For a little while someone with grey hair, probably his grandfather, came out and threw with him. Thinking through it logically, it was probably the cardiologist Chuck, who is married to Lynn, and this is his grandkid. But that guy took off pretty quickly.

Which brings us to the true topic of this post, which is the greying of our neighborhood and what a shame that is. It's not that the neighborhood lacks entirely for children, far from it. There are kids around. But there are a lot of folx like us too, people who have raised kids but who are in absolutely no rush to give up our houses. I've even had conversations with a very smart guy who lives down the way about trying to cobbling together a set of service providers (cleaners, repair people, caterers, medical staff, memory care, etc.) who could come around to houses in the neighborhood and provide us with a level of service analogous to what one could get in a residential CCRC (Continuing Care Retirement Community). I told him I was sure lots of people were having the same thought and were trying to do something similar but that I doubted the economies of scale would ever make it feasible.
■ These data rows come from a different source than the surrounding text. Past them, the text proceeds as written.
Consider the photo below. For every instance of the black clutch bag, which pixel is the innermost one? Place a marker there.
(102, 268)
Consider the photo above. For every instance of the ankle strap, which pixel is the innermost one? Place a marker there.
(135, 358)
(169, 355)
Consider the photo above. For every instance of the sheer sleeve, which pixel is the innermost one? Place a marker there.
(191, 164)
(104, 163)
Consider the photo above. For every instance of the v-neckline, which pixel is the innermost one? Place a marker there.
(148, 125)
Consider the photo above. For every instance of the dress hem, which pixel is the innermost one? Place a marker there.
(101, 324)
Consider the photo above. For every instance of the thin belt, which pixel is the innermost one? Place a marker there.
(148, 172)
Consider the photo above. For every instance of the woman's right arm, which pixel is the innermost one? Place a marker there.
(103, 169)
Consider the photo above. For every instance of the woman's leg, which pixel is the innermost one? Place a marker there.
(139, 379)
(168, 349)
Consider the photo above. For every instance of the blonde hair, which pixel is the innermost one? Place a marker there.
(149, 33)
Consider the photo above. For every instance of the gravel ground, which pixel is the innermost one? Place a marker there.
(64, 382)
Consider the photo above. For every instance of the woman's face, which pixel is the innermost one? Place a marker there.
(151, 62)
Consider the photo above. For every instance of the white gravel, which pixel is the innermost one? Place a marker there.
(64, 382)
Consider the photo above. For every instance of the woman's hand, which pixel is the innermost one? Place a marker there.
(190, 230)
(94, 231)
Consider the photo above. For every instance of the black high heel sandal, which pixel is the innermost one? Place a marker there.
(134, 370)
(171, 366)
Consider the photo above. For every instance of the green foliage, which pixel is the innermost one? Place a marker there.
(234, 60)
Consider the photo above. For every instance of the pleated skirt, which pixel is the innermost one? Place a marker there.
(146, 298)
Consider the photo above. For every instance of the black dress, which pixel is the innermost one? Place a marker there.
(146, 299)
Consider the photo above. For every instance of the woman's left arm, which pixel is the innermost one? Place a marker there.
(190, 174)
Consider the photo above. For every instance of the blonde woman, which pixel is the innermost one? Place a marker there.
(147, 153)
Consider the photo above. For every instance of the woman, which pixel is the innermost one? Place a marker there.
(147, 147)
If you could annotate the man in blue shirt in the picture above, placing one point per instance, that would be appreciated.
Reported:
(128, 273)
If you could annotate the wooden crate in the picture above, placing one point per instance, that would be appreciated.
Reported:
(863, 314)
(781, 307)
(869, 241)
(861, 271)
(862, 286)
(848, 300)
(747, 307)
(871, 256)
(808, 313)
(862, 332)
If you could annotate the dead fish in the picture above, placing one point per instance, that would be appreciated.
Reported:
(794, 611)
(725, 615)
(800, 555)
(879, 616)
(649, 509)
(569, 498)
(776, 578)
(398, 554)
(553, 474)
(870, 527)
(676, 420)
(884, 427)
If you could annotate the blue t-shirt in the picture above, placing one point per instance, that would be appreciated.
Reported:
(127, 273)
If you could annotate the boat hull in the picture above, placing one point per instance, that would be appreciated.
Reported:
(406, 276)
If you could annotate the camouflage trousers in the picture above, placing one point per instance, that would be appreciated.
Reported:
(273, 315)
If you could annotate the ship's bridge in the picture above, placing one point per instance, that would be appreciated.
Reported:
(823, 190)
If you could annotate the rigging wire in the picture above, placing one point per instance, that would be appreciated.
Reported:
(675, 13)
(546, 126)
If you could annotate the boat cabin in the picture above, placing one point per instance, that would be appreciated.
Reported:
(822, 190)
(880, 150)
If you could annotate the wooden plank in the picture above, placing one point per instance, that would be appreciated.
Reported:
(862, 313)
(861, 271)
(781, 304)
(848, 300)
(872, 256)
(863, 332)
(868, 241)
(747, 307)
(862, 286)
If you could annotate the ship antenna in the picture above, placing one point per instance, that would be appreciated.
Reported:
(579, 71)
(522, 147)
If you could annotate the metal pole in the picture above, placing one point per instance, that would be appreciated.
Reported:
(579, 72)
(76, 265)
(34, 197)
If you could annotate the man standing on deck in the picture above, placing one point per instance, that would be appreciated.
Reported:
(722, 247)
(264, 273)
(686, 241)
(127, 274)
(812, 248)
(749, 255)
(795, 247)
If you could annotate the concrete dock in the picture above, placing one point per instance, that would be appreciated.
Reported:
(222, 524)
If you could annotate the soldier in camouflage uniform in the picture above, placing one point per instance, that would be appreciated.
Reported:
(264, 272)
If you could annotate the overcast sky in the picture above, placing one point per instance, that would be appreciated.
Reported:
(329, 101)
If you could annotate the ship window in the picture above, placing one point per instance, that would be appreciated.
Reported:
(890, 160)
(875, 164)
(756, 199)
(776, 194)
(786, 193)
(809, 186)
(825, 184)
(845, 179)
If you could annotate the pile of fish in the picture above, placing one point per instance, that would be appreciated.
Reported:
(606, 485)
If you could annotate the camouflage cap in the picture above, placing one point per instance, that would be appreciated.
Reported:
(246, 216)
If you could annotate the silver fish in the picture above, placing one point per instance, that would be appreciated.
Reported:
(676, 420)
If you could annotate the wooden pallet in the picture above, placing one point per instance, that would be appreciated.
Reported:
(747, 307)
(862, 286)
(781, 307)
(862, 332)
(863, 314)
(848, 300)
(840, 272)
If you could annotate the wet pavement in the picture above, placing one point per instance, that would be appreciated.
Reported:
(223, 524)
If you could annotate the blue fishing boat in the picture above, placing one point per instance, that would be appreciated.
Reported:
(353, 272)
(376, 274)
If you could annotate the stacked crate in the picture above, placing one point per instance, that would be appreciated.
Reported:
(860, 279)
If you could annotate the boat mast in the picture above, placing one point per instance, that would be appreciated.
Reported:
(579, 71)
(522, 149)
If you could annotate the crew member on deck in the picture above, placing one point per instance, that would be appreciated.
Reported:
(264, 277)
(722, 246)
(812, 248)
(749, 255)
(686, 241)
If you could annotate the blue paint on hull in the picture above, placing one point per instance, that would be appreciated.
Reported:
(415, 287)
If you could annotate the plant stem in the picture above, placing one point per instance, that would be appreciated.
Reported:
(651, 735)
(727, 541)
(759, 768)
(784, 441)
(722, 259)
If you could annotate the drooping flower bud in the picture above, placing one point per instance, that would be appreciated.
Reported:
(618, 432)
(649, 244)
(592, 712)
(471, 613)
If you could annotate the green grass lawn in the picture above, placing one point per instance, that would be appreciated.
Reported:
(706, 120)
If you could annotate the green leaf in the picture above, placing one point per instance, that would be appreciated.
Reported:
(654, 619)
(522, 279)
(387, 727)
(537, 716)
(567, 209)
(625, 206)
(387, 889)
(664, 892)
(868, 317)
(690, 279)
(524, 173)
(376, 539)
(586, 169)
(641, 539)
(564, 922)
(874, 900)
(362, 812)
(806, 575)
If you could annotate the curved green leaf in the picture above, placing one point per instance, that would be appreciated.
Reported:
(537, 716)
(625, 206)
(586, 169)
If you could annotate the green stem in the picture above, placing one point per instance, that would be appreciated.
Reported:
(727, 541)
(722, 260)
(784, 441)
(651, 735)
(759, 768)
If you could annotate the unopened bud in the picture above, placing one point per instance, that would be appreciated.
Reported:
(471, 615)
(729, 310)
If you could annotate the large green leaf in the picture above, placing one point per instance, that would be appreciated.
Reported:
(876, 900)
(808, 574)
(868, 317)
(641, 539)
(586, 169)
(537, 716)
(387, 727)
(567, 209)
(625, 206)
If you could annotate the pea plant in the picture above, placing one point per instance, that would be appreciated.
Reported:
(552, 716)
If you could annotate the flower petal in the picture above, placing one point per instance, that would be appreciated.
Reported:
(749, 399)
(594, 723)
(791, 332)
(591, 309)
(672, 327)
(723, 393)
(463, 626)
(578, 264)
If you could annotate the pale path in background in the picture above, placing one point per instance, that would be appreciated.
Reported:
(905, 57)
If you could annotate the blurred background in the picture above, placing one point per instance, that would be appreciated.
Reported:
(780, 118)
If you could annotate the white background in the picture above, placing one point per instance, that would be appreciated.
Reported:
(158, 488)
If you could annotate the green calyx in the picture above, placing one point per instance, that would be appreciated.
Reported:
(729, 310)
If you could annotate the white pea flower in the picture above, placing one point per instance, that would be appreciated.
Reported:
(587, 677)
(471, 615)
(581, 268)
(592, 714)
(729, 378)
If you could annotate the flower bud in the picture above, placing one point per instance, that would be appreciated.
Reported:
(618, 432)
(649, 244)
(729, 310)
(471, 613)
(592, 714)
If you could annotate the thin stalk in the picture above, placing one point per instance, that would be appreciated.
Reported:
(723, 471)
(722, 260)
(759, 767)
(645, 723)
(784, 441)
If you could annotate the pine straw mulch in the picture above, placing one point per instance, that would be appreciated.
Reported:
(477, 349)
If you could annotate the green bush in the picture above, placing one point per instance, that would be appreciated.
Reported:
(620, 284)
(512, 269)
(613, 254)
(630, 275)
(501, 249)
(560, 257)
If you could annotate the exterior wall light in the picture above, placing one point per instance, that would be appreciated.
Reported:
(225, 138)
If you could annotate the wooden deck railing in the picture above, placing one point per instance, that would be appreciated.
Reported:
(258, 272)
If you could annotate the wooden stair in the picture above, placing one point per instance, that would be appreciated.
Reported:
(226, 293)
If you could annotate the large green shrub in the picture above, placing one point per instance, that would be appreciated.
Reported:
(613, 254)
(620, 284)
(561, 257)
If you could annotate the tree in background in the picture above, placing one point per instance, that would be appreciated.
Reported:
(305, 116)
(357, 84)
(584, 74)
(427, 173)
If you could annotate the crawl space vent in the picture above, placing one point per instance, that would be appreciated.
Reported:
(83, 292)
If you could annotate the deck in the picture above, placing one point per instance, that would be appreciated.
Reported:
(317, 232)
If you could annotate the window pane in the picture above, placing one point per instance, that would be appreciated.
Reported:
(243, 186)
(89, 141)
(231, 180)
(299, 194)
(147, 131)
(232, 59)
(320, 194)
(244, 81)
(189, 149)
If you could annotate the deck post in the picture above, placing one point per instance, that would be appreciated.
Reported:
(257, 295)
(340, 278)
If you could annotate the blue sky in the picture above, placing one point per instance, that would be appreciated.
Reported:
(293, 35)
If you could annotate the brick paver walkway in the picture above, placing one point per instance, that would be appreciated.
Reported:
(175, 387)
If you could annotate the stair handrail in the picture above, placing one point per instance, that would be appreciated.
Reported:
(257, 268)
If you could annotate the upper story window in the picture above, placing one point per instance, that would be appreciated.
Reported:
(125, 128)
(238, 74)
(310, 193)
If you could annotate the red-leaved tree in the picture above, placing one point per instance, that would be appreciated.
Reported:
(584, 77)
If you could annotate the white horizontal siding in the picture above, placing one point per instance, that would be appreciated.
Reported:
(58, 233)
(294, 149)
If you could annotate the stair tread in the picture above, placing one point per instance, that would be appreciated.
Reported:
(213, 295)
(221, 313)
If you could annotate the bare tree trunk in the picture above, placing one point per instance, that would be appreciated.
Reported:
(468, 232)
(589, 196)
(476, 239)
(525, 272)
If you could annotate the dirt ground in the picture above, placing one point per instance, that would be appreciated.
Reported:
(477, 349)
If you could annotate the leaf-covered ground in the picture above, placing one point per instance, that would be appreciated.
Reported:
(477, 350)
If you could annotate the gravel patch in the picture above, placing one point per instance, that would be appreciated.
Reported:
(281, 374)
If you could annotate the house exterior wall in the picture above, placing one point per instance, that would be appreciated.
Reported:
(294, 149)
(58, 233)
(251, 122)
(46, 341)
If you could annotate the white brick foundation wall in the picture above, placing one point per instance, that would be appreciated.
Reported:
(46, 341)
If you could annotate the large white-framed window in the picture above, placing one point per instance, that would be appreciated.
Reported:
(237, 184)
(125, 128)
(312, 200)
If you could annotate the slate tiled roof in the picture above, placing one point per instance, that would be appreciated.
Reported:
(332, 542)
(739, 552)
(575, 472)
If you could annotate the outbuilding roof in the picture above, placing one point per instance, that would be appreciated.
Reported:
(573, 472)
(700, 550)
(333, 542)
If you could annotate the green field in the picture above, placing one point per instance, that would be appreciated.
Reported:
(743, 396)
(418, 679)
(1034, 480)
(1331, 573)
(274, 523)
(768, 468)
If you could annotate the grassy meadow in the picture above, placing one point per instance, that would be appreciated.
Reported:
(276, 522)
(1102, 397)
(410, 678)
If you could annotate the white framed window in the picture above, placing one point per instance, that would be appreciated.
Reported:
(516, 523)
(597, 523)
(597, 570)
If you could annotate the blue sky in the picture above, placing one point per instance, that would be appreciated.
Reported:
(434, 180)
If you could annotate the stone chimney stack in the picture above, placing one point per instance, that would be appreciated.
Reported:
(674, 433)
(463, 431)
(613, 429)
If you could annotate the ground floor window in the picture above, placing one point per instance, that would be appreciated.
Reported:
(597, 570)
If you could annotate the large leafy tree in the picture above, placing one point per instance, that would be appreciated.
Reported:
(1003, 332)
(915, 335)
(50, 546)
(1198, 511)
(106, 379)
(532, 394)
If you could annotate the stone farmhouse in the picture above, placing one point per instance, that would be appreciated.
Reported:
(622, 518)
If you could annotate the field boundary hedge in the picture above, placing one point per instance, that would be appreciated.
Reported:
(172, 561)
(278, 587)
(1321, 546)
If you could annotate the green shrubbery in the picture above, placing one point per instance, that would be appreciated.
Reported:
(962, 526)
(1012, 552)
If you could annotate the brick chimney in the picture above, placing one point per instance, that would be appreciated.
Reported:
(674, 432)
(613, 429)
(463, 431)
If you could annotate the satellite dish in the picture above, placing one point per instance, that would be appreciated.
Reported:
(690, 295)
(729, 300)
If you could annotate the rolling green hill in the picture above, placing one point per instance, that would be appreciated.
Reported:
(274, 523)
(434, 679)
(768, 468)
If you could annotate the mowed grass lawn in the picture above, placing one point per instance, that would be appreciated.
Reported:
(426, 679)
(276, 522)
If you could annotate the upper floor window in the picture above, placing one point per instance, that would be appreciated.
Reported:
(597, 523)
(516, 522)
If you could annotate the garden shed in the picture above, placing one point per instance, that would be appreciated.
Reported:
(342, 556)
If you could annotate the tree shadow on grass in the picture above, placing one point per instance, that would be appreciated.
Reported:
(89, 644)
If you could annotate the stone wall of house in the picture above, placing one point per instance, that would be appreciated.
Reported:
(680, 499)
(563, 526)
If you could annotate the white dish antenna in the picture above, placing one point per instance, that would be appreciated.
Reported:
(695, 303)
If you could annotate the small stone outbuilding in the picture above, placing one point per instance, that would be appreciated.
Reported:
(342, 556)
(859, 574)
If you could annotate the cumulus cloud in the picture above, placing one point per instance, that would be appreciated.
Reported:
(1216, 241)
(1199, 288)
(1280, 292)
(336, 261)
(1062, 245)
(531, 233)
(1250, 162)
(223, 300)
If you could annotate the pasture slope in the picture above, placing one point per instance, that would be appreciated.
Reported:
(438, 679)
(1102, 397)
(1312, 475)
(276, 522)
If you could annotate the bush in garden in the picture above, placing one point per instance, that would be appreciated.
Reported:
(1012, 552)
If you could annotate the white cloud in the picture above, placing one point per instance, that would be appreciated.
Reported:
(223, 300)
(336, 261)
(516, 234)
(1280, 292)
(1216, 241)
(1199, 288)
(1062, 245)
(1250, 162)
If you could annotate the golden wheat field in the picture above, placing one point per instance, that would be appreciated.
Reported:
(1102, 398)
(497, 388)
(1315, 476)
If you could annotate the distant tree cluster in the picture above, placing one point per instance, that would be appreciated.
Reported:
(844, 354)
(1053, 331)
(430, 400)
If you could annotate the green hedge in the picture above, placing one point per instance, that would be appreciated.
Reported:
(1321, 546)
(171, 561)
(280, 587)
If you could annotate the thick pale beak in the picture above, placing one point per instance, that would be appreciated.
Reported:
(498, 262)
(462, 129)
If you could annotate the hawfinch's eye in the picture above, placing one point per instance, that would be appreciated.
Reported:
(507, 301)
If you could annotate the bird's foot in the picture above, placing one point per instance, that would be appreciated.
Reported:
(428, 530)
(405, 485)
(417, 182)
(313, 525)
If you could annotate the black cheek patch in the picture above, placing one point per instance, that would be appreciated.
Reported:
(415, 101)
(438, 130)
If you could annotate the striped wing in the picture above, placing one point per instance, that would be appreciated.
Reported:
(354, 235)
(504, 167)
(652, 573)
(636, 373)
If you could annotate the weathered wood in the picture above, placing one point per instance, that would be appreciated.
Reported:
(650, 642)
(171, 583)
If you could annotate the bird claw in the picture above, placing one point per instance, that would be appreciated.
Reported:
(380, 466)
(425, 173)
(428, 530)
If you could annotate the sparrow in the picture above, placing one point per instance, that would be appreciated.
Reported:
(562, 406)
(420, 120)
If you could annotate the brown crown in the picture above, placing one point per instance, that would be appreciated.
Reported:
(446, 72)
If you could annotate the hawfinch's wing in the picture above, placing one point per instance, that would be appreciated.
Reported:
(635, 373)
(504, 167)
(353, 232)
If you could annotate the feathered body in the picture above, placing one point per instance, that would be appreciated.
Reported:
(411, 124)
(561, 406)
There's enough of a decrease of kid density on this side of Chapel Hill that the town government -- when doing strategic planning for the school system -- has at least tossed out there the idea of shutting down my kids' elementary school (the oldest school in town) and razing it to build affordable housing for teachers there. Sad to say, it makes sesne. 

In any case, the kid out in the parking lot continues to wing the thing across the way and then run after it. I give him all the props in the world. If my shoulder wasn't feeling a little wonky I might go out there and toss with him, but I have doubles in the morning so must conserve my strength.